Proctor blinked in the light as the old trees opened up on the young orchard. Emerson's house sat near the river below them. Deborah hurried away. What a contrary and unpleasant young woman, Proctor thought. No wonder she was still unmarried at her age. He was glad Emily was nothing like her. Well, except for a certain sharpness of tongue.
Jedediah led the cart toward the isolated workshed where Proctor had met with Emerson. Emerson took Proctor aside, leading him away from the shed and back toward the main road.
“So are you still worried about Miss Rucke's accusations of witchcraft?” Emerson asked.

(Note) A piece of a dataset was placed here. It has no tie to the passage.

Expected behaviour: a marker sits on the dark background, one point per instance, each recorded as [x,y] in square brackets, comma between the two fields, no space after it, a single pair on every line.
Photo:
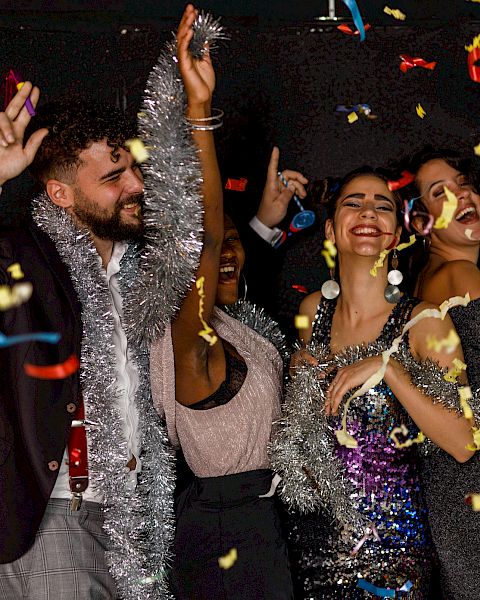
[280,76]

“What did I see?” Proctor demanded. “How did she do those things?”
“Magic is mostly lies, but lies told to our eyes instead of our ears. If you report the lies as fact, you may do great harm, and bring innocent people to an unfortunate end, like the situation witnessed by our forefathers at Salem. Is that what you want?”

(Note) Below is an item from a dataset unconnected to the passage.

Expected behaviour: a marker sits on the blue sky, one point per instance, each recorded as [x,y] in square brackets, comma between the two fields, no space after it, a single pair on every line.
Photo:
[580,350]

“I just want to understand what I saw.”
“Which is i
t?”
Proctor shook his head. “What do you mean?”
Emerson had shaken off what ever fear had marked him on the trail. “Do you want to shake off Miss Rucke's accusation and find a wife and build your cattle farm, or do you want to pursue forbidden magic and bring the scrutiny and approbation of the community upon you?”
“I—”
“You must choose, Mister Brown.” He placed a hand on Proctor's shoulder. “I strongly encourage you to forget everything you saw. Treat it as but a dream that fades as the day progresses, so that by nightfall no memory of it remains. Go home. Do your duty to your parents, and to your country. Become the man you want to become.”

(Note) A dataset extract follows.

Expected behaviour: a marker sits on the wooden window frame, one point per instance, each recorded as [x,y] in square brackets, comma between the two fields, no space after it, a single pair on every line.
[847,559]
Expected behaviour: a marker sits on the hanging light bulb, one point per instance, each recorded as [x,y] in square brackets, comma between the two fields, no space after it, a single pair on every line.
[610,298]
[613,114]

Proctor couldn't believe what he was hearing. “But how did she start that fire? That fire was no illusion. That Jedediah fellow is burned, all over his face and shoulder.”
Emerson cleared his throat. “Perhaps a bit of gunpowder, and a flint, hidden in her sleeve for such a circumstance. A mere trick.”
A laugh formed on Proctor's lips and evaporated just as quickly.
“Do you wish to help us?” Emerson asked.
“Yes, sir,” Proctor said. “Of course I do.”
“Then run ahead to Amos Lathrop's home,” Emerson said. “Tell him to call on me, that it's for the patriot cause.”
“Anything Amos can do to help you, I can do as well.”
Emerson tilted his head forward and glared down his nose. “Did you mean your offer to help or no?”
Proctor hesitated. Maybe Emerson didn't trust him after all. Maybe he knew somehow that Proctor was also a witch. Maybe, like Deborah, he blamed Proctor for helping the widow nearly escape.
“I meant it,” Proctor said.
“Then run to the Lathrop farm and tell Amos to come straightaway to the shed at the back of the property. I'll need him to stay all night.”
“Yes, sir.” He took a few steps backward before turning to leave.
“Mister Brown?”
“Yes?”
“You've been injured recently. You may be a little lightheaded still. It might be best for you to go straight home after the Lathrop farm and rest until you are well.”